Lucky for you, that can be resolved.

I saw this movie, in French, two or three times when I was a kid. It was playing on TV. To give you a time frame, it was made in 1983. It's a science-fiction comedy, almost parody, that takes itself seriously. Kinda like Spaceballs, but with a more serious feel.

(If you don't know what Spaceballs is, you have reached a level of suckiness that can no longer be described.)

The movie starts with a short text that explains who Buckaroo Banzai is. The son of an American father and Japanese mother (or the other way around?), brilliant neuro-surgeon, got tired of saving lives so he went to Tibet (or wherever) and learned all sorts of martial arts (in which he's a master, of course), then came back and figured he'd get a PhD in nuclear physics (or somesuch). Oh, and he's about 30. And he tours the US in his custom bus because his scientist buddies, also expert marksman and stuff, are all in a hugely successful rock band and they do concerts and stuff.

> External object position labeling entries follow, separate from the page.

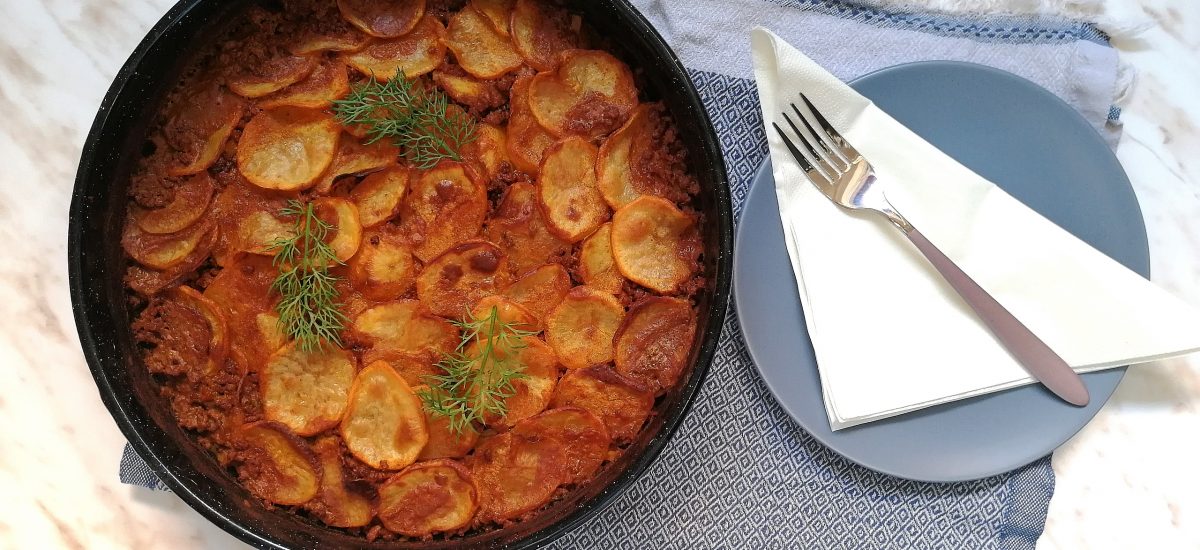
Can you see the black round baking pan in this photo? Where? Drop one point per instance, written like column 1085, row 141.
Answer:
column 96, row 265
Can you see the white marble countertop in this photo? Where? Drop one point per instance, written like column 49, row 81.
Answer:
column 1129, row 479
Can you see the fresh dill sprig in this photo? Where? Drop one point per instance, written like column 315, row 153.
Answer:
column 478, row 376
column 418, row 118
column 309, row 310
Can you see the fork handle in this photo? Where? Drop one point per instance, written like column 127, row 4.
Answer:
column 1043, row 363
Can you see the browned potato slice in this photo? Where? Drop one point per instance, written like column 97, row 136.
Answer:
column 654, row 244
column 219, row 327
column 383, row 18
column 540, row 33
column 520, row 229
column 516, row 474
column 162, row 251
column 480, row 48
column 443, row 442
column 532, row 392
column 498, row 12
column 582, row 326
column 445, row 205
column 337, row 506
column 597, row 267
column 477, row 95
column 405, row 326
column 243, row 292
column 379, row 195
column 273, row 76
column 189, row 205
column 327, row 83
column 415, row 53
column 355, row 157
column 276, row 465
column 507, row 311
column 591, row 95
column 347, row 232
column 567, row 190
column 621, row 402
column 581, row 432
column 384, row 268
column 540, row 290
column 615, row 168
column 384, row 424
column 288, row 148
column 527, row 141
column 456, row 280
column 430, row 497
column 489, row 150
column 307, row 392
column 654, row 341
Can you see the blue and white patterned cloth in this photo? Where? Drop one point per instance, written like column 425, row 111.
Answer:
column 739, row 473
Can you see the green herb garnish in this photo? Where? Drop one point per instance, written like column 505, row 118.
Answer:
column 309, row 310
column 418, row 118
column 478, row 376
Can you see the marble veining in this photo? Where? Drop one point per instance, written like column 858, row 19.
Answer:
column 1129, row 479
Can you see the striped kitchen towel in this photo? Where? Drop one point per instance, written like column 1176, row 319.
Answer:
column 739, row 473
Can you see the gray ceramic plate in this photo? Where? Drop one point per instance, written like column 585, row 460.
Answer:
column 1038, row 149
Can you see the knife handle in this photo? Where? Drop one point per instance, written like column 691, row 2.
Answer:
column 1038, row 359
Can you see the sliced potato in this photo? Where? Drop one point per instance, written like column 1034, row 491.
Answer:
column 277, row 466
column 597, row 267
column 354, row 157
column 384, row 268
column 198, row 127
column 456, row 280
column 219, row 327
column 591, row 95
column 243, row 293
column 273, row 76
column 532, row 392
column 508, row 312
column 430, row 497
column 540, row 33
column 405, row 326
column 582, row 326
column 581, row 432
column 527, row 141
column 379, row 195
column 516, row 474
column 621, row 402
column 162, row 251
column 307, row 392
column 445, row 205
column 489, row 150
column 288, row 148
column 654, row 341
column 384, row 423
column 383, row 18
column 567, row 190
column 540, row 290
column 480, row 48
column 498, row 12
column 187, row 207
column 520, row 229
column 347, row 231
column 445, row 443
column 615, row 168
column 339, row 506
column 414, row 54
column 654, row 244
column 327, row 83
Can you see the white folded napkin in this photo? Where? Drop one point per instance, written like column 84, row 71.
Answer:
column 889, row 334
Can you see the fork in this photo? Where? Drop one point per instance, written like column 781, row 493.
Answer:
column 847, row 179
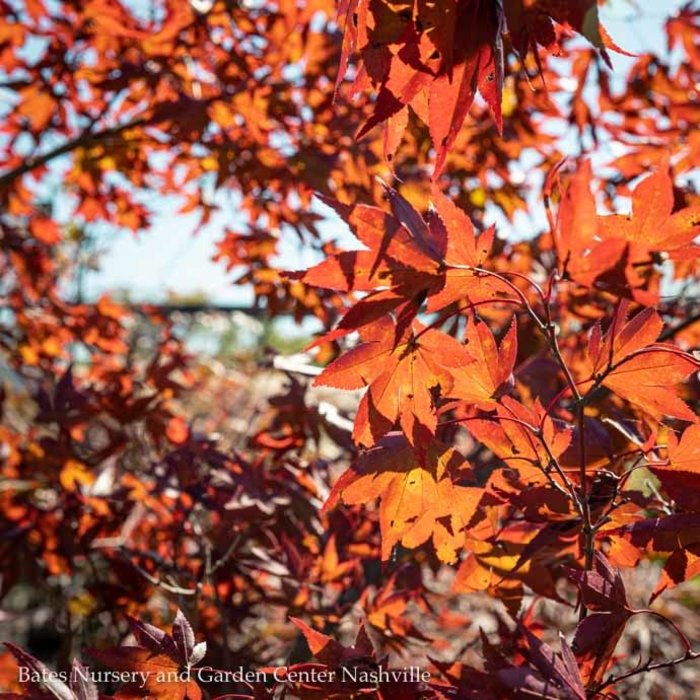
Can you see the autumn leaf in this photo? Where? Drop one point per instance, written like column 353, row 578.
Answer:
column 680, row 476
column 401, row 375
column 652, row 225
column 418, row 502
column 490, row 373
column 627, row 361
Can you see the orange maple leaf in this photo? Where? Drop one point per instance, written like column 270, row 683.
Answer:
column 417, row 501
column 402, row 376
column 627, row 361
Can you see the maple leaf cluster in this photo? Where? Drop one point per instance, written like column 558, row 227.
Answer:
column 493, row 437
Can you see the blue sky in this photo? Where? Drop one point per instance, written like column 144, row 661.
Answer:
column 169, row 257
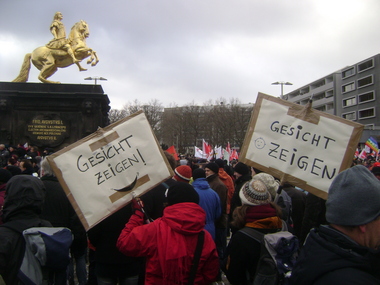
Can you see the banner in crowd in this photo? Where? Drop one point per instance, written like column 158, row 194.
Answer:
column 100, row 172
column 371, row 144
column 298, row 144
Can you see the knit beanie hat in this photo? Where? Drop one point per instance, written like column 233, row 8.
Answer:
column 182, row 173
column 199, row 173
column 213, row 167
column 241, row 168
column 14, row 170
column 354, row 197
column 269, row 181
column 5, row 175
column 220, row 162
column 376, row 170
column 254, row 193
column 182, row 192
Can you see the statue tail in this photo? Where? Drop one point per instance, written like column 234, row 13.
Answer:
column 25, row 68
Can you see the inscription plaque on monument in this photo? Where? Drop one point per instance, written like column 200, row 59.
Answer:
column 52, row 131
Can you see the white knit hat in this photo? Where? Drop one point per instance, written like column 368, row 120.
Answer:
column 269, row 181
column 254, row 193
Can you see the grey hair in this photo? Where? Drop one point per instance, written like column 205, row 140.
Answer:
column 46, row 168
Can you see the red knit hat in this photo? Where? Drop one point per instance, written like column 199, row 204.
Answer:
column 183, row 173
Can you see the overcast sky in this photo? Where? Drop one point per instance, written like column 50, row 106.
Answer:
column 181, row 51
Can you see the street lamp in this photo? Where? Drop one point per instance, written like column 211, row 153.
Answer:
column 282, row 83
column 96, row 78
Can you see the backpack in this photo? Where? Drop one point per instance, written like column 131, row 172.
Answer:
column 278, row 255
column 46, row 249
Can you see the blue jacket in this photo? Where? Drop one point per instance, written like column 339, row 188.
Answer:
column 210, row 202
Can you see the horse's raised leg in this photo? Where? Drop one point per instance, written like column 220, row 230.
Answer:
column 47, row 71
column 96, row 58
column 80, row 67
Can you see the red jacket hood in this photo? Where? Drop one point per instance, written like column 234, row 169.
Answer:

That's the first five minutes. You meet Buckaroo and his band, there's a small gun fight, and you see the cool Banzai character make it just in time for his trip to the eighth dimension (in a Ford truck) -- he was late because he had to help this guy perform an extremely complex and life-threatening brain surgery.

If you're not laughing yet, this movie ain't for you. Oh! and did I mention you suck?

So that's the setup. The deal of the movie is that going into the eighth dimension has inadvertently opened, for a small period of time, a portal through which some aliens came into our dimension (and our planet) disguised as humans. Of course, they are evil (well, they aren't American, therefore they are evil, right?) and, of course, only Buckaroo Banzai can save the Universe (and, more importantly, the US) from their evil, evil plans.

All of which he does, along with his buddies, in the high-fashion of the early 80s. So white jackets with rolled up sleeves galore. We even have a merry-man named "Perfect Tommy" and a damsel named "Penny Priddy". And, most important of all, John Lithgow as the completely insane evil genius and arch-nemesis.

I ask you: what's not to love?

So stop sucking so much and get that movie!